The Dayton Literary Peace Prize Foundation announced the finalists for its annual awards and named Sandra Cisneros as the winner of its annual Ambassador Richard C. Holbrooke Distinguished Achievement Award.
Cisneros is the author of many books, including The House on Mango Street, Woman Hollering Creek and Other Stories, and Martita, I Remember You. In a statement, Nicholas A. Raines, the foundation’s executive director, called the author “the embodiment of the Dayton Literary Peace Prize Foundations’ values of peace and understanding” and praised her “empathetic, perceptive voice.”

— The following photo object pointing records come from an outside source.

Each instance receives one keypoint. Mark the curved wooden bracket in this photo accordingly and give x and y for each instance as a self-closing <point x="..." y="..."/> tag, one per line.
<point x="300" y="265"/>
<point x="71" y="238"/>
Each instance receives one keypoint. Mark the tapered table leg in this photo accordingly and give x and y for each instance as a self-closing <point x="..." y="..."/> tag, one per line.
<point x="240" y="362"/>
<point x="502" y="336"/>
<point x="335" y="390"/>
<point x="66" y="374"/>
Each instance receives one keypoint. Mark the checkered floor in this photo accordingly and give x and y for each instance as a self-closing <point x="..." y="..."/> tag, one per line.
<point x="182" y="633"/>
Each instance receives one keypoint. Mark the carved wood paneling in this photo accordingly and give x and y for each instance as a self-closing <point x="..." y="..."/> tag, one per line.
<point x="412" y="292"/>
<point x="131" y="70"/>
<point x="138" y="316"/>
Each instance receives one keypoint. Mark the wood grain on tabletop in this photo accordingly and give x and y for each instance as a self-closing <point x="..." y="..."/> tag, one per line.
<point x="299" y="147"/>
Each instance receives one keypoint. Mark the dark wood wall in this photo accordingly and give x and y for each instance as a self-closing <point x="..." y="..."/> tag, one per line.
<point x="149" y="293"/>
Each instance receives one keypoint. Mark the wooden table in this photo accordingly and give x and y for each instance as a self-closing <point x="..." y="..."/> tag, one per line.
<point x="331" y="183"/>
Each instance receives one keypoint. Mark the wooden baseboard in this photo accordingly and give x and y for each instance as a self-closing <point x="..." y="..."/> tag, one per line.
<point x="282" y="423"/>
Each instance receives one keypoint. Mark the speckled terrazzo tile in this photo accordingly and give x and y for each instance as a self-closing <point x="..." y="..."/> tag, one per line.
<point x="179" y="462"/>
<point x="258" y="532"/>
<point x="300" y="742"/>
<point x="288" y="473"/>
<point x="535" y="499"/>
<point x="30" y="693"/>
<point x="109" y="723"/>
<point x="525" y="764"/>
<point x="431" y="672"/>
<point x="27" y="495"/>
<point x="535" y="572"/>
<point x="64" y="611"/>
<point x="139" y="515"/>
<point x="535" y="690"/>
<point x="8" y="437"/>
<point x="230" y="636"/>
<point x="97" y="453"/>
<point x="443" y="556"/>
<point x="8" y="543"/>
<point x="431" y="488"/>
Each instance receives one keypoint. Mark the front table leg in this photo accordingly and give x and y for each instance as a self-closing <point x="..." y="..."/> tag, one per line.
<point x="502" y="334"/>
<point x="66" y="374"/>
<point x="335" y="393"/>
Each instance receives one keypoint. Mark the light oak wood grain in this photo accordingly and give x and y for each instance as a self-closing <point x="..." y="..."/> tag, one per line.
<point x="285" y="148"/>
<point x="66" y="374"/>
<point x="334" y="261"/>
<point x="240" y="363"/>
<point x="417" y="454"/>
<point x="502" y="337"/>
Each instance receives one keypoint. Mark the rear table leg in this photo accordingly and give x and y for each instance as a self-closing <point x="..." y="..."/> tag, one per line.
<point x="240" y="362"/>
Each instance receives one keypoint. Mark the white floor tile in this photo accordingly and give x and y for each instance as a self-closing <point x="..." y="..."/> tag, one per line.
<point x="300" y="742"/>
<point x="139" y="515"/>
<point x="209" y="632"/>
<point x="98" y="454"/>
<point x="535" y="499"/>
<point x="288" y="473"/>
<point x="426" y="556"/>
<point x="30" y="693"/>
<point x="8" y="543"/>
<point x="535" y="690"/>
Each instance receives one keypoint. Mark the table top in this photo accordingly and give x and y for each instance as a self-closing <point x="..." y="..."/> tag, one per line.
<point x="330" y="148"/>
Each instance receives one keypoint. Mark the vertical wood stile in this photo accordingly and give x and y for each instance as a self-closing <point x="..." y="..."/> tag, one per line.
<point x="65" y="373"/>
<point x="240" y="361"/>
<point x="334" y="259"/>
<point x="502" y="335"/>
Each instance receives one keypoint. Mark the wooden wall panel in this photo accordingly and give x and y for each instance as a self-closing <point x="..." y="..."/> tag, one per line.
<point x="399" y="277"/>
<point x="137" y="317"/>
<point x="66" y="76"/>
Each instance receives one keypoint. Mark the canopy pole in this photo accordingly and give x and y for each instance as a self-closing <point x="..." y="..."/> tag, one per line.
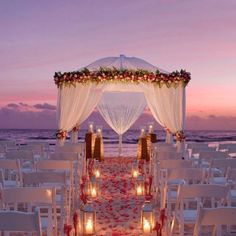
<point x="120" y="145"/>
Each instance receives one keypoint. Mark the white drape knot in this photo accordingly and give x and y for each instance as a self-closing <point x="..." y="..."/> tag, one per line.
<point x="61" y="134"/>
<point x="180" y="136"/>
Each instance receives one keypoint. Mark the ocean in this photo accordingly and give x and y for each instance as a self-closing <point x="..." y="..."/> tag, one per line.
<point x="130" y="138"/>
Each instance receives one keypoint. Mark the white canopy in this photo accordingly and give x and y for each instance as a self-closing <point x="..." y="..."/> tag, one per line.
<point x="81" y="91"/>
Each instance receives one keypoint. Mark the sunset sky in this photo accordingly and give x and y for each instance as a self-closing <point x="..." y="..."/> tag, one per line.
<point x="40" y="37"/>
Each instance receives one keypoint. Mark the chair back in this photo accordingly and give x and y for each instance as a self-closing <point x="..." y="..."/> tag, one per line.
<point x="166" y="155"/>
<point x="41" y="197"/>
<point x="11" y="171"/>
<point x="215" y="217"/>
<point x="213" y="192"/>
<point x="14" y="221"/>
<point x="71" y="147"/>
<point x="169" y="164"/>
<point x="66" y="156"/>
<point x="208" y="155"/>
<point x="44" y="177"/>
<point x="190" y="175"/>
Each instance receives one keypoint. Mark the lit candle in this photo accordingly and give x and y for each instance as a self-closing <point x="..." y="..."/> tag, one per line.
<point x="142" y="132"/>
<point x="146" y="226"/>
<point x="139" y="191"/>
<point x="135" y="174"/>
<point x="91" y="128"/>
<point x="94" y="192"/>
<point x="97" y="173"/>
<point x="89" y="226"/>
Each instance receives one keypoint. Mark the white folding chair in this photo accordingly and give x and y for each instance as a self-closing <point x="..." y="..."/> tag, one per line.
<point x="61" y="166"/>
<point x="216" y="217"/>
<point x="189" y="200"/>
<point x="11" y="173"/>
<point x="57" y="180"/>
<point x="176" y="177"/>
<point x="26" y="158"/>
<point x="231" y="180"/>
<point x="11" y="145"/>
<point x="71" y="147"/>
<point x="226" y="146"/>
<point x="167" y="155"/>
<point x="3" y="149"/>
<point x="218" y="169"/>
<point x="37" y="149"/>
<point x="20" y="222"/>
<point x="71" y="156"/>
<point x="31" y="197"/>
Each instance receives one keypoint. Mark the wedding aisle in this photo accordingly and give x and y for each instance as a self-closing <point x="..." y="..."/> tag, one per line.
<point x="118" y="208"/>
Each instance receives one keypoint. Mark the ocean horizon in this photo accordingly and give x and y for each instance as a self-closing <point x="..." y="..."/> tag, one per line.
<point x="109" y="136"/>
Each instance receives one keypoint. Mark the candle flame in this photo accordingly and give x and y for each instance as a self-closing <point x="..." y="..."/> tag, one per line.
<point x="89" y="226"/>
<point x="94" y="192"/>
<point x="135" y="173"/>
<point x="146" y="226"/>
<point x="97" y="173"/>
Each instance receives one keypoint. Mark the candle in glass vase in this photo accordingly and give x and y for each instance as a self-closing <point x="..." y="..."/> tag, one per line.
<point x="90" y="127"/>
<point x="139" y="191"/>
<point x="89" y="226"/>
<point x="99" y="132"/>
<point x="97" y="173"/>
<point x="150" y="130"/>
<point x="146" y="226"/>
<point x="135" y="174"/>
<point x="93" y="192"/>
<point x="142" y="132"/>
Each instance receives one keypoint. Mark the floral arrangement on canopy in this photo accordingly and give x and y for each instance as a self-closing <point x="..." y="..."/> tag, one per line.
<point x="121" y="75"/>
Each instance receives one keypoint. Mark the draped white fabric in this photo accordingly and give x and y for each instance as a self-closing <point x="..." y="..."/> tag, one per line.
<point x="75" y="104"/>
<point x="121" y="110"/>
<point x="167" y="105"/>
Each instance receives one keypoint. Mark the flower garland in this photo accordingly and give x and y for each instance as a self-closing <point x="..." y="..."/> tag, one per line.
<point x="61" y="134"/>
<point x="115" y="75"/>
<point x="180" y="136"/>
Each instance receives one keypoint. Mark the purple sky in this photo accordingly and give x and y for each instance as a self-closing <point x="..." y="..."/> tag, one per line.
<point x="41" y="37"/>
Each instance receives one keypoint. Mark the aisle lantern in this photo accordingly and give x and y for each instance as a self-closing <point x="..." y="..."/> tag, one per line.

The Holbrooke Award, named after the diplomat who brokered the accords that ended the Bosnian War, is given to “a writer whose body of work fosters peace and global understanding.” Past winners have included Elie Wiesel and Margaret Atwood.
The foundation also revealed the shortlists for their fiction and nonfiction prizes, which honor “work [that] uses the power of literature to foster peace, social justice, and global understanding.”
In fiction, the finalists are Noah Hawley for Anthem, Vauhini Vara for The Immortal King Rao, James Hannaham for Didn’t Nobody Give a Shit What Happened to Carlotta, Lily Brooks-Dalton for The Light Pirate, Geraldine Brooks for Horse, and Susan Straight for Mecca.
The nonfiction finalists are Adam Hochschild for American Midnight, Catherine Ceniza Choy for Asian American Histories of the United States, Robert Samuels and Toluse Olorunnipa for His Name Is George Floyd, Putsata Reang for Ma and Me, Ben Rawlence for The Treeline, and Zarifa Ghafari with Hannah Lucinda Smith for Zarifa.
The winners of the awards will be announced on Oct. 10.
Michael Schaub is a contributing writer.